Wow that's a lot to spend on a repair! Can I ask who repaired it? I have a DB but only had it for 1 year so expect I'd need to get it repaired at somepoint. When it comes to reliability on Sage machines, I think it's worth noting that I think they sell many more than any other brand and a lot of users won't be putting in ideal water ie hard water causing lots of scale and various further issues. Mine is run on remineralised water but who knows maybe it still will have problems regardless. So to answer your first question, I'm happy with my machine and at what I paid don't regret it. If I was happy spending more I would probably have got a Profitec Pro 300 or Lelit Elizabeth but I doubt they make better coffee.

To help your decision more, what do you like and dislike about your current machine? Do you need a dual boiler machine?

Ebay is your best bet for it I reckon you'd get a few hundred for it.


----------



## Rincewind (Aug 25, 2020)

Ana10000 said:


> ...I get the impression that Sage machines have lots of problems, more than other expensive brands...

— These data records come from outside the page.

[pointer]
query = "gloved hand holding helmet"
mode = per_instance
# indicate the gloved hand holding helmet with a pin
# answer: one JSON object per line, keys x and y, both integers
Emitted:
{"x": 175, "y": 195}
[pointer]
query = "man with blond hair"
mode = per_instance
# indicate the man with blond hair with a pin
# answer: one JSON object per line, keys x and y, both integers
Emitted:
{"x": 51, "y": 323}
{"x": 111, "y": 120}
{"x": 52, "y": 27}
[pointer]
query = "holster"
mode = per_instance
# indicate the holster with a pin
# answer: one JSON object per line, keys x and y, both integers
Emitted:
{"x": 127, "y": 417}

No, no more so, they just sell way more of them...there are plenty of happy users who have had zero problems for years on end...it's internet/forum trolls that make them (and a few other manufacturers) appear worse than they are. Nothing lasts forever and 5 years is a good innings; it may (no guarantee) last another 5 years...Agree with Chriss's suggestion of Ebay to sell for spare parts; should you decide to do so.


----------



## GrahamSPhillips (Jan 29, 2021)

Hi: Yes there's a strong second hand market - eBay. As for upgrades there's loads- what is your use case? How much do you want to spend?


----------



## Ana10000 (5 mo ago)

Chriss29 said:


> Wow that's a lot to spend on a repair! Can I ask who repaired it? I have a DB but only had it for 1 year so expect I'd need to get it repaired at somepoint. When it comes to reliability on Sage machines, I think it's worth noting that I think they sell many more than any other brand and a lot of users won't be putting in ideal water ie hard water causing lots of scale and various further issues. Mine is run on remineralised water but who knows maybe it still will have problems regardless. So to answer your first question, I'm happy with my machine and at what I paid don't regret it. If I was happy spending more I would probably have got a Profitec Pro 300 or Lelit Elizabeth but I doubt they make better coffee.
> 
> To help your decision more, what do you like and dislike about your current machine? Do you need a dual boiler machine?
> 
> Ebay is your best bet for it I reckon you'd get a few hundred for it.



Hi - thanks for your response. I just checked the invoice - it cost 465 and it was a London company, but 260 was due to a service and the rest was repairs (steam valve) plus VAT, so possibly not fair to bag them publicly as being expensive. However, it doesn't change what I actually spent on it...

We have always used filtered water from the fridge and never had any issues until this year, so perhaps I should be just be happy that we had 5 years trouble-free...
My point re reliability was after reading how more expensive machines can last practically forever without issue. I have also seen more than one report where, Sage, after replacing faulty new machines, then refused to include the replacement machine under the original warranty. Plus they make it difficult to self-repair, by not publishing spare part details, eg o-ring specs.

That said, I was always happy with the Sage DB coffee and milk - if I bought Sage again, I would likely go for the Oracle, as, apart from the high quality of output, the inbuilt grinder makes it good for making a few coffees quickly, which I often need to do. The cons are that I think it would only last a few years and I really don't like the plasticky look.

I've been looking at the ECM Sychronika and the Linea Mini as alternatives - just deciding between the devil I know and the ones I don't


----------



## Ana10000 (5 mo ago)

GrahamSPhillips said:


> Hi: Yes there's a strong second hand market - eBay. As for upgrades there's loads- what is your use case? How much do you want to spend?


Hi - I could probably look at up to 3K. But difficult to know if it's worth the extra spend, when I already know the dearer Sage machines make good coffee. The machine is used a lot - 5-6 cups a day plus we have a lot of coffee-loving friends, so being able to make several coffees quickly is a plus.


----------